Das sprach dem Geschäftsmann Tapie rund 400 Millionen Euro Schadensersatz aus öffentlichen Geldern zu – eine Entscheidung, gegen die die Ministerin keine Berufung einlegte. Nun muss die frühere Anwältin sich vor dem Gerichtshof verantworten, der sich mit Verstößen von Regierungsmitgliedern während ihrer Amtszeit befasst. Das Gremium tagte seit 1993 erst viermal.
Der Fall Christine Lagarde ist heikel, denn die elegante Finanzmanagerin wurde erst im Frühjahr für eine zweite Amtszeit als Chefin des Internationalen Währungsfonds bestätigt. „Ich habe ein reines Gewissen, denn ich habe mich immer im Interesse des Staates engagiert“, sagte sie bereits 2011, als die Ermittlungen nach ihrer Nominierung an die IWFSpitze begannen. Zwei Jahre später durchsuchte die Polizei die Pariser Wohnung der ChefÖkonomin.

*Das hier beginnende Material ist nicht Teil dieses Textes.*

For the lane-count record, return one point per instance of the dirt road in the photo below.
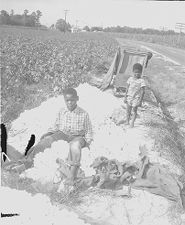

Ihren Versuch, den Prozess zu stoppen, wies das Kassationsgericht im Juli zurück.
Dem Prozessbeginn sieht die geschiedene Mutter zweier erwachsener Söhne gelassen entgegen: “Meine Anwälte werden die juristischen Mittel finden, um dieser seltsamen Situation zu begegnen“, sagte die Angeklagte, der ein Jahr Haft und 15 000 Euro Geldstrafe drohen, dem Magazin „L’Obs“. 53 Prozent ihrer Landsleute haben laut einer Umfrage von 2015 eine gute Meinung von ihr.